Murdoch Tries to Reclaim British Readers
Business + Economy

Murdoch Tries to Reclaim British Readers

Rupert Murdoch bid to grab back the huge audience his News Corp lost when it closed Britain's best-selling News of the World over a phone-hacking scandal with a new Sunday edition of his Sun tabloid filled with gossip, girls and celebrities.

With a front page splashing on a female TV presenter's birthing difficulties - "My heart stopped for 40 seconds" - the top-selling daily Sun made its Sunday debut, aiming to win back the 2.7 million people who had read News of the World until its closure in July in Britain's biggest recent press scandal.

News Corp's British newspaper arm News International closed the Sunday-only tabloid after disclosures it intercepted the voicemails of a murdered schoolgirl in a phone-hacking scandal that turned a spotlight on British newsgathering practices and reached to the highest levels of the government.

The ensuing furor shattered Murdoch's once close links to Britain's political elite as they distanced themselves from the magnate's tabloid titles and launched a far-reaching inquiry that could impose tough regulations on British newspapers.

News International has settled a string of legal claims in recent months over News of the World's phone hacking of celebrities and politicians, with Welsh singer Charlotte Church the latest to agree damages.

London police have arrested more than 30 people in three separate investigations linked to the scandal, including 10 current and former Sun journalists on suspicion of bribing public officials to get stories.

Sunday's Sun, launched at barely a week's notice and under the supervision of the 80-year-old media tycoon, stuck to its popular formula of quirky stories and reams of sports reporting.

Toned Down-- Or Tame?

In keeping with the family-friendly approach the paper takes on Saturdays, the daily's bare-breasted "Page 3 girl" was replaced by a singer in a slightly more modest pose, and sexual content was toned down in the agony advice column.

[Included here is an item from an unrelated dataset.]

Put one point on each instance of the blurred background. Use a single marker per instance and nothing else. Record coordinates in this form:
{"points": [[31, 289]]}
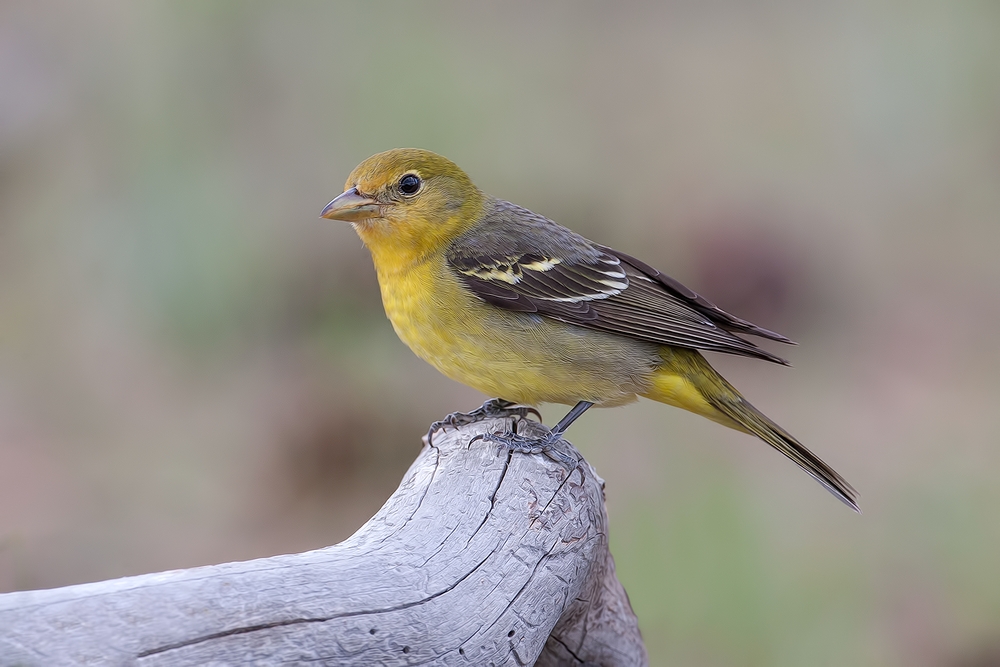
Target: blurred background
{"points": [[194, 368]]}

The tabloid also lacked any of the "kiss'n'tell" tales of bedroom encounters with soccer players and entertainers - and other exposes of the sexual infidelities of married celebrities - that were a staple of the scandal-loving News of the World.

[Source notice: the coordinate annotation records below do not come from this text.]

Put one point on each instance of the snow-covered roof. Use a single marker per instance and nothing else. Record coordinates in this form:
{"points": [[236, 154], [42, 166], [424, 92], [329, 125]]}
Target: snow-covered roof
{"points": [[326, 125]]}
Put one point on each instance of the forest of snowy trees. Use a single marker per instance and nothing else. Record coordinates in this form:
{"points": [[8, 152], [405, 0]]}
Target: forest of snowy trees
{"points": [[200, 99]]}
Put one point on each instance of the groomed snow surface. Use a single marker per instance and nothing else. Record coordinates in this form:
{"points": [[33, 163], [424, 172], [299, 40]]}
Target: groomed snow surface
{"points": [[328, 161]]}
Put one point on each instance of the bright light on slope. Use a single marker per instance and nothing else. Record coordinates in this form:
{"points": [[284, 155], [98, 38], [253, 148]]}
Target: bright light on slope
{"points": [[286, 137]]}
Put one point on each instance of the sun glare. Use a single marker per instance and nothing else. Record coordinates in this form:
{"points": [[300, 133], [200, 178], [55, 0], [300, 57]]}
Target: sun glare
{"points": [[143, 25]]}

But also missing was the kind of spectacular - and expensive - journalistic "sting" that defined the defunct Sunday paper, which over the years exposed lying politicians, loose-tongued royals and, most recently, match-fixing in international cricket.

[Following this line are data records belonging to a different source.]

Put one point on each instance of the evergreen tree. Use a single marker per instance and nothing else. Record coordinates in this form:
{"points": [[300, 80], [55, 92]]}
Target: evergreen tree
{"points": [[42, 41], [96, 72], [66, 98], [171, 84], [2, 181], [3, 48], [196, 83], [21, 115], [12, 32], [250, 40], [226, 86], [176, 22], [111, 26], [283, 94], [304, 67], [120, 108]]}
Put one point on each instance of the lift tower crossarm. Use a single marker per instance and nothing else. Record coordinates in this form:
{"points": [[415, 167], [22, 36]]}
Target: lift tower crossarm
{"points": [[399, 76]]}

"It feels very tame," Daily Telegraph media writer Neil Midgley told BBC television. But David Wooding, a senior reporter on the paper, said the aim was not to replicate the salacious former Sunday tabloid.

"If people are buying this who miss the News of the World, they are going to be disappointed, it is not the News of the World. It is The Sun," he told Sky News.

'Values of Decency"

An editorial in the 120-page debut edition said the paper's reporters would abide by ethical conduct codes, seeking to distance itself from the methods that led to its predecessor's closure.

"We will hold our journalists to the standards we expect of them. After all, a newspaper which holds the powerful to account must do the same with itself. You will be able to trust our journalists to abide by the values of decency as they gather news," the paper said.

But it also acknowledged the arrests of its own journalists on suspicion of bribing public officials, noting that none of them had been charged.

"We believe those individuals are innocent until proven guilty. It has been a sobering experience for our entire industry," the paper said.

The launch of the Sunday Sun was widely expected and was a "no brainer" commercial decision for Murdoch's News International, according to researchers Enders Analysis.

Stretching the six-day Sun over a full week provides Murdoch a low-cost replacement for the News of the World, as well as utilising printing capacity left idle after the paper shut.

The launch gives News International a chance to regain part of 150 million pounds ($240 million) of annual revenue Enders estimates the News of the World generated from sales and advertising.

The Sun's Sunday success will be judged on how much it can claw back of the News of the World's former circulation.